Katamari Damacy Reroll is a widget game from Japan. Weird games like this appear periodically, but Katamari Damacy is perhaps one of the strangest. The game has an almost psychedelic nature to it, with the plot of the game – such as it were – being that the King of All Cosmos went on a bender and accidentally blew up all the stars and the moon, and you, his son the prince, must now help him make new stars by wandering around the earth and rolling stuff up to make into new stars.
The actual core gameplay of the game is quite simple – you roll around a ball, and as you run over stuff that is smaller than the ball, it adheres to the ball. The more stuff you roll over, the bigger the ball gets, allowing you to roll over more, larger stuff.
Thus, the actual gameplay of the game is to wander around the world trying to find stuff that’s small enough to roll up into your ball while avoiding colliding with big things, which will knock chunks off your ball that you will have to pick back up if you want to keep your size up.
The game is one about scale, and as you go through the game, the scale becomes ever larger and more ridiculous. You start out on the same scale as tacks and pins in the first level, and in each level, you are expected to make an ever-larger ball. Sometimes you start out larger, sometimes you start out smaller, but as you progress through the game, the scale keeps going up and up. At first, you start out in a house. Then you go around a town. Then “the world”. Indeed, in the final level, you go from the level of rolling up small plants to rolling up entire islands and mountains.
Unfortunately, there are only really three major level layouts, though they are populated slightly differently with objects in each level.

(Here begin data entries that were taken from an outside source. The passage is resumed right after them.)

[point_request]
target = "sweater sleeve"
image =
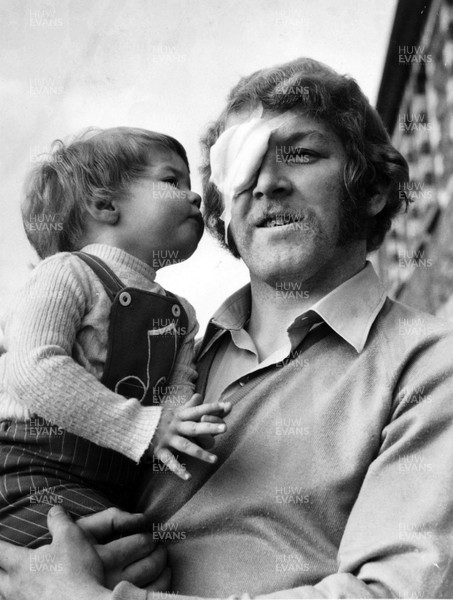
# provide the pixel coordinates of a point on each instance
(42, 375)
(398, 541)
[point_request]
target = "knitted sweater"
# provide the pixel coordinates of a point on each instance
(56, 341)
(335, 477)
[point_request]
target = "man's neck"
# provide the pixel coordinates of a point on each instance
(274, 306)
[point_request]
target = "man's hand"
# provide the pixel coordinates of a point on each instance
(126, 551)
(66, 569)
(70, 567)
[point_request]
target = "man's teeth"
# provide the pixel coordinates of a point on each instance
(279, 221)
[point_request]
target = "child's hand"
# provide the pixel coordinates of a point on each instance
(178, 424)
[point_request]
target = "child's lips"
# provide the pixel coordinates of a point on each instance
(197, 217)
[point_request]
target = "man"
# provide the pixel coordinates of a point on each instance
(334, 479)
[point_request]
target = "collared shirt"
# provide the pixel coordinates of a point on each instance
(334, 478)
(350, 310)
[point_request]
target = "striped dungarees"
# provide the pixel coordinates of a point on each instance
(42, 464)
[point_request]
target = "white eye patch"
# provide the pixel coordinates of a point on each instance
(237, 155)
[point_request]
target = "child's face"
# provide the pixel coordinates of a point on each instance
(160, 220)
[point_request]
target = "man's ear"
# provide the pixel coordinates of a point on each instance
(104, 211)
(377, 203)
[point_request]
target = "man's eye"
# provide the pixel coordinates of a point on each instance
(296, 155)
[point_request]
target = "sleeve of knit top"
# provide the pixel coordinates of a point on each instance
(42, 375)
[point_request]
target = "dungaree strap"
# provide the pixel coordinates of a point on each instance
(110, 281)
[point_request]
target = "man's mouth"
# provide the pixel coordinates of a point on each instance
(280, 220)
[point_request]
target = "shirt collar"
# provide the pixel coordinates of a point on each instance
(350, 309)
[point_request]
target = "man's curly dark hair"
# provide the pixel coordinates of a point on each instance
(373, 164)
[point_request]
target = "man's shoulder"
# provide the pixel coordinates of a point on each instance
(406, 327)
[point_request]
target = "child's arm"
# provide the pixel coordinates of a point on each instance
(42, 375)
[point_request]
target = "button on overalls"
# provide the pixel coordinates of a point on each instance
(41, 464)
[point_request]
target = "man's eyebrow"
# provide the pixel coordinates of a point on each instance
(299, 135)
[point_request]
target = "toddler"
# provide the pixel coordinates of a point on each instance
(94, 345)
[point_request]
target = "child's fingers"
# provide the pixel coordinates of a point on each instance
(192, 429)
(171, 462)
(183, 445)
(195, 400)
(195, 413)
(210, 419)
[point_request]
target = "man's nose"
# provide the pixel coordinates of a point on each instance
(271, 181)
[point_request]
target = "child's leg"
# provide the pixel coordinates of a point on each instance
(40, 466)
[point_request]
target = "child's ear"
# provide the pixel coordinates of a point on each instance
(377, 203)
(104, 211)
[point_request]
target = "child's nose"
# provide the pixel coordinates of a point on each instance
(195, 198)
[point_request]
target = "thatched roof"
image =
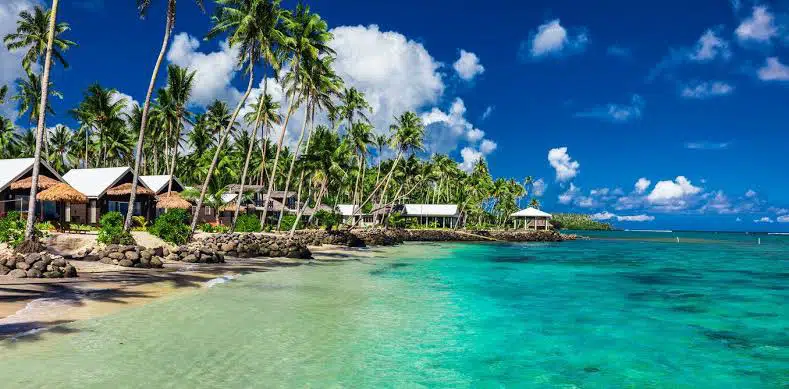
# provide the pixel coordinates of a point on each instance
(125, 189)
(62, 192)
(172, 201)
(44, 182)
(231, 207)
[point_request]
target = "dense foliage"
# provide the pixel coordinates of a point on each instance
(575, 221)
(247, 223)
(12, 229)
(171, 226)
(111, 230)
(340, 156)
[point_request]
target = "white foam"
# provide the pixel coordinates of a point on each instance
(219, 280)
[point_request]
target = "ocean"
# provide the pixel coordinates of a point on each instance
(624, 309)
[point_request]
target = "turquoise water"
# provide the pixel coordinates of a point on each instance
(625, 310)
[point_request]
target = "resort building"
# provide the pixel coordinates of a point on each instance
(532, 218)
(108, 190)
(15, 183)
(439, 215)
(159, 184)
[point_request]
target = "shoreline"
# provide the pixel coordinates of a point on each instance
(28, 306)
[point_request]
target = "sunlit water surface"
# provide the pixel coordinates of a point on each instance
(623, 310)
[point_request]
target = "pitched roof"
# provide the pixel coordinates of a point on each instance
(531, 212)
(158, 183)
(94, 182)
(12, 169)
(431, 209)
(348, 209)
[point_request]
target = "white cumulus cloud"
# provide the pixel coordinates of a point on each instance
(538, 187)
(759, 27)
(666, 192)
(551, 38)
(214, 70)
(773, 70)
(642, 185)
(617, 113)
(707, 89)
(468, 66)
(560, 160)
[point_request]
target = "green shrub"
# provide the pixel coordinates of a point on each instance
(111, 230)
(328, 219)
(574, 221)
(248, 222)
(171, 226)
(12, 229)
(288, 221)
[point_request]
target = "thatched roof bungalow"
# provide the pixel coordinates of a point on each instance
(15, 183)
(107, 190)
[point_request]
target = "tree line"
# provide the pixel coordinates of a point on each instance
(343, 159)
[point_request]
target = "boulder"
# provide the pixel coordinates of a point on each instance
(32, 258)
(132, 255)
(34, 273)
(17, 273)
(70, 271)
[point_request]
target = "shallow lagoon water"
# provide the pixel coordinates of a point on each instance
(621, 310)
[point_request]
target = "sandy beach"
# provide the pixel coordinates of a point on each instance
(30, 305)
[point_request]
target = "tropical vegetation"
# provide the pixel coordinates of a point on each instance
(341, 159)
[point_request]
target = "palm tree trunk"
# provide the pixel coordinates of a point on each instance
(42, 112)
(143, 123)
(175, 158)
(252, 132)
(222, 140)
(276, 159)
(292, 164)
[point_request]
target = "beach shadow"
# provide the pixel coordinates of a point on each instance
(26, 332)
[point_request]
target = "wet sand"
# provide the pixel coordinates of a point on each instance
(30, 305)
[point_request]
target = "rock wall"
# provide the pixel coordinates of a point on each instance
(248, 245)
(321, 237)
(36, 265)
(129, 256)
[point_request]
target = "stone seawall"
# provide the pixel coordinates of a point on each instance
(389, 237)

While this allows you to familiarize yourself with them a bit, it also means that they get a bit played out by the end of the game.
There are also some side levels where you “make a constellation”, which really just consists of mostly the same challenge, except you mostly are just trying to roll up as much of a particular type of object as possible in a level which is often full of them. Some of them switch things up by instead making it end the moment you roll up ONE such object, with your goal being to make a big enough ball to grab the biggest possible object.
Overall, the game is weird, but not tremendously challenging; it took me only about 7 or so hours to get through the whole game and get all but the 100% completion achievement. And unfortunately, the game’s single, simple note wasn’t really enough. While it was fun when you finally reached a new level of scale and started picking up larger objects, a lot of the levels were played out on the same few scales, so it got a bit dull and tedious. If the game had been any longer, it would have been worse, but as it is not hugely so, it managed to end before it totally wore out its welcome.
Still, this isn’t really a game I’d recommend. It’s a weird game, but it didn’t really feel particularly fun to me. It was mostly interesting for its weirdness, but honestly, that wasn’t enough to carry it even as short as the game was.